Job 7:1-4, 6-7 / 1 Corinthians 9:16-19, 22-23 / Mark 1:29-39
Rising very early before dawn, he left and went off to a deserted place, where he prayed.
It is not difficult for us to understand, or at least to think that we understand, Jesus' decision to leave, to be alone, far from all of his work and from all of the requests made by the whole town...gathered at the door of the mother-in-law of Simon. As a man, and so like us, Jesus Christ had his limits, the need to rest so he could find the strength to continue his work. Even though, being God, and so being the very source of all strength and energy, he would not have lacked the power to heal the sick and deliver those possessed by demons, he had all the same fundamental human needs, not the least of which is rest from work. And so, we cam imagine that, at the beginning of his earthly ministry, non yet accustomed to the crowds needing his help, Jesus found a moment for himself, a quiet moment of self-care.
However, such a reading, whatever truth there may be in it, misses something crucial about the life of Jesus. Jesus did not rise so early, he did not go off to a deserted place, to find and renew the strength necessary to take up again the healings and deliverances of the people of the town. As we read, after Simon and those who were with him had found Jesus and told him that the whole town was looking for him, Jesus revealed to them that he had no desire to return to those healings that he had dome in the city. Even though he had compassion for the people, his priority was that purpose for which he had come — the preaching of the Good News, of the Gospel. That is to say, his mission, his being send, more precisely his being sent by the Father, and so even more his identity as the Son, the Son send into the world by the Father but never absent from him — this mission and this identity, not his tiredness nor any kind of self-care, were at the heart of Jesus' prayer in the deserted place, early in the morning.
We, of course, are not sons of the Father by nature, and we have not been sent in the same way, with just the same saving mission of the eternal Son of God and his Paschal Mystery. We are, however, rightly and truly sons of the Father by our baptism; we are also, by our baptism and our confirmation, anointed by the same Spirit, and in that same Spirit partakers in the mission of Christ; some of us, moreover, are by our religious vows dedicated to preaching, and it is for us as preachers, no less than it was for Jesus in his earthly mission, to say, Let us go on to the nearby villages that we may preach there also. For this purpose have we come. Given all of this, it is also clear that our prayer, and in a particular way our private prayer, the prayer we make either physically or spiritually "early in the morning before dawn" in a "deserted place" ought to be rooted in this mission — the preaching of the Gospel — and in this identity — the filial participation in the mystery of God.

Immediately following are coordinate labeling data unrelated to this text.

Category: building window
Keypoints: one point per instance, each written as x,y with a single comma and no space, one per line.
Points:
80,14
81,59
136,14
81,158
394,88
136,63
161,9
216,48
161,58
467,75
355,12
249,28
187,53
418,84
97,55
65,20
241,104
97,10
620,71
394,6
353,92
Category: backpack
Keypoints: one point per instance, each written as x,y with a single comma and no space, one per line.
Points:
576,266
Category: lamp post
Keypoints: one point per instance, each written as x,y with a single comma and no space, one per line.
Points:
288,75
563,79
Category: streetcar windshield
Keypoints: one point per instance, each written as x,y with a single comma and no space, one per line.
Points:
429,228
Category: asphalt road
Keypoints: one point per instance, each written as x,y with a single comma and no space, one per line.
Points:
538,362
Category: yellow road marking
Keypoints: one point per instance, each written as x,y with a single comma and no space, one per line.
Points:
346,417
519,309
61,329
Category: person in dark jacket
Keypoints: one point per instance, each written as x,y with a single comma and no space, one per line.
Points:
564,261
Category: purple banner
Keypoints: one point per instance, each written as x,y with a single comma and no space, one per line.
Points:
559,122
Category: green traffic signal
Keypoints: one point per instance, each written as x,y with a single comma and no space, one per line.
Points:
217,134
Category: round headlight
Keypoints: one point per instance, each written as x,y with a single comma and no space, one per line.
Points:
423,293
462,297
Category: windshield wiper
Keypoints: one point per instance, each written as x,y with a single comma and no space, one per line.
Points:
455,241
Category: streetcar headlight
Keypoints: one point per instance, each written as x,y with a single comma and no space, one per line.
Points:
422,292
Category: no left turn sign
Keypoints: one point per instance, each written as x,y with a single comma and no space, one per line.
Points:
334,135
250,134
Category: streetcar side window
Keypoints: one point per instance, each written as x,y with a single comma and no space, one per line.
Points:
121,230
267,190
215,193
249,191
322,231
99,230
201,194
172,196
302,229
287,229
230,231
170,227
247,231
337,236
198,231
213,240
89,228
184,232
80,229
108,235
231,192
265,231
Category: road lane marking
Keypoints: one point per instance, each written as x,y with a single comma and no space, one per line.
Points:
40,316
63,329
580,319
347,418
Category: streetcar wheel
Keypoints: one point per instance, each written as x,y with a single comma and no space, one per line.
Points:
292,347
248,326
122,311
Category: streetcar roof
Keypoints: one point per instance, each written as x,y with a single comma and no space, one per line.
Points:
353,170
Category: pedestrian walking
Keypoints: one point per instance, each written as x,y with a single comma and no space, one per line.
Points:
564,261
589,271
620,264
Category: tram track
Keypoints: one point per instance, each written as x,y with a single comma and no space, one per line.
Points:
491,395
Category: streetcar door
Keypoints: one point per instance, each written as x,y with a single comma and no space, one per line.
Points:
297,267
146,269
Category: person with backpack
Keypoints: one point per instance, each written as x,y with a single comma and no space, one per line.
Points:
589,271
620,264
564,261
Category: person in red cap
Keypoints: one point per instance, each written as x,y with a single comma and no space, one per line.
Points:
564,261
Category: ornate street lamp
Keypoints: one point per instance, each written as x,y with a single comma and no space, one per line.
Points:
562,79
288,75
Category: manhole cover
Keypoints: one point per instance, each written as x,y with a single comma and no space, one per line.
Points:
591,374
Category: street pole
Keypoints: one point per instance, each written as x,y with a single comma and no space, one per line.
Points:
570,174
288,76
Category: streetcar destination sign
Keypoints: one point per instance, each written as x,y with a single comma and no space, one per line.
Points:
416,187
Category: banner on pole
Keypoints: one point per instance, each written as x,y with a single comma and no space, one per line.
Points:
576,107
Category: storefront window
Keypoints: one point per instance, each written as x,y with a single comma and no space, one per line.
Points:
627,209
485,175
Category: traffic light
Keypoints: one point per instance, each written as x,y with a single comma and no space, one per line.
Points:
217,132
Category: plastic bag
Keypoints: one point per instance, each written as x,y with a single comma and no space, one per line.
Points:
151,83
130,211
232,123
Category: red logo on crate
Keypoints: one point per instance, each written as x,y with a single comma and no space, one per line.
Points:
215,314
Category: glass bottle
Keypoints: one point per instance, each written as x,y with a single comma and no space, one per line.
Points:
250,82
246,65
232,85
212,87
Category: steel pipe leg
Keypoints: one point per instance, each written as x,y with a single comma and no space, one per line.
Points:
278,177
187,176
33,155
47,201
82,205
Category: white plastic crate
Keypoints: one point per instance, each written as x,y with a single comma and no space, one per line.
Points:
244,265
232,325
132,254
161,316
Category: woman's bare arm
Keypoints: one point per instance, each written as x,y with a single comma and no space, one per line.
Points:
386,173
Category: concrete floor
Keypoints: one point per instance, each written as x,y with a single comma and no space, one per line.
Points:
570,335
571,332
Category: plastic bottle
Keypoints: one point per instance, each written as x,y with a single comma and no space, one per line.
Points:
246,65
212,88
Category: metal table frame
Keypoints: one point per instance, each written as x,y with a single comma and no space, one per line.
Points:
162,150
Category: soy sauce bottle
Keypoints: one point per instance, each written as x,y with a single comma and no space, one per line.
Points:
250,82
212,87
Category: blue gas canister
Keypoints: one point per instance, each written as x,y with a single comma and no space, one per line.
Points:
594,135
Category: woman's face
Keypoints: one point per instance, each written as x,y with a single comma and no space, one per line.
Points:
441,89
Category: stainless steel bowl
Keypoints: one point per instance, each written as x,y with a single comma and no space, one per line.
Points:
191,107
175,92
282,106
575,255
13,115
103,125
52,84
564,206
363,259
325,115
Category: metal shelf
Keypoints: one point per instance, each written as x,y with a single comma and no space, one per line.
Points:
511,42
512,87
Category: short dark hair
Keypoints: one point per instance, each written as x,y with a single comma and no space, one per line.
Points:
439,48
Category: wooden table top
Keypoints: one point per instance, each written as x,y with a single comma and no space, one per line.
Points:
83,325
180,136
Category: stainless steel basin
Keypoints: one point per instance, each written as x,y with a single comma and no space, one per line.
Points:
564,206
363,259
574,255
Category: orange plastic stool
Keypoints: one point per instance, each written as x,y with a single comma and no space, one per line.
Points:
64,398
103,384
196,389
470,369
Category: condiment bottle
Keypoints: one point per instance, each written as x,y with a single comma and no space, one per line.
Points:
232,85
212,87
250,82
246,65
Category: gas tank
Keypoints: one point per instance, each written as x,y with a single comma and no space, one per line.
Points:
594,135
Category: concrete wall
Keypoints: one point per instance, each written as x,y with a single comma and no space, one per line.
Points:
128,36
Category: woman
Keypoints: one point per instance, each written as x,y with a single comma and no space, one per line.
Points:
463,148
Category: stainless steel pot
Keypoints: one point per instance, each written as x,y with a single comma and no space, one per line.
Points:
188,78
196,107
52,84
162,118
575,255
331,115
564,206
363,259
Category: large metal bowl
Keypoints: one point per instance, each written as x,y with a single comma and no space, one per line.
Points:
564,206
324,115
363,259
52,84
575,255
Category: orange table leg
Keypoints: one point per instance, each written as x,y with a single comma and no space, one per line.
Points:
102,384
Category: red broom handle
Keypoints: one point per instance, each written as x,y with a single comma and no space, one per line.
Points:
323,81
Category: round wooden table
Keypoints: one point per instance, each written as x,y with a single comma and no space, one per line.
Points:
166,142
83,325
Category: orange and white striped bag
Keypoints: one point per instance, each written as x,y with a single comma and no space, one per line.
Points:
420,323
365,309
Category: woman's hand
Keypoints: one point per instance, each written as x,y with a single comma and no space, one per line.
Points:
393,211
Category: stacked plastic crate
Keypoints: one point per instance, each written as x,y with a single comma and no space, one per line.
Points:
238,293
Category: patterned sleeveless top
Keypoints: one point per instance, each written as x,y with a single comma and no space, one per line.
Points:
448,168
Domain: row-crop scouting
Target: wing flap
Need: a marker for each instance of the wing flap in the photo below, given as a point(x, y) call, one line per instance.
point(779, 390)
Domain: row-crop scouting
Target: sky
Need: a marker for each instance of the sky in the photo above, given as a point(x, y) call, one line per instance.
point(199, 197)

Brother and sisters, we all have a lot of work to do, and it is easy to feel sorry for ourselves, as though we were with Jesus in the house of Simon's mother-in-law, the whole town gathered at the door asking to see us, asking for our time and our energy. It is understandable that after our work, and after that sense that our work has been, and perhaps always will be, beyond our ability to accomplish, we desire a time, some time, brief or long, in which we can get some rest, be entertained, taste that dolce far niente during a few hours of idleness. It is understandable, and considering the weakness of our humanity, probably even justifiable. However, during these quiet moments, whether early in the morning or late at night or in a momentary pause between our daily tasks, we have even greater need of prayer. We need a life of prayer rooted non in the desire for energy to do even more work, nor in the desire to stop working and enjoy idleness, however necessary these both may be. What we need is a prayer rooted in the awareness of our identity — an identity received by the grace of the sacraments, an identity which we renew every time we celebrate the Mass and receive the Body and Blood of Jesus Christ, an identity of being sons of God, partakers of the eternal life of the living God.
Filial prayer is not in the life, of course, a magic solution for our fatigue. Job's question is in a certain sense the question that will remain until the end of the world: Is not man’s life on earth a drudgery?
Are not his days those of hirelings? Filial prayer does not take away the difficulties that belong in this world to our mission. We ought rather to say with St. Paul, If I preach the gospel, this is no reason for me to boast, for an obligation has been imposed on me, and woe to me if I do not preach it! Filial prayer, however can be, and it ought to be the source of our joy whether we are at work or at rest, in drudgery or in play. We are sons of the Father, and by grace and love, we can taste, even today, here and now, the sweetness of the immortal life of the Trinity, the life promised by our Savior, Jesus Christ.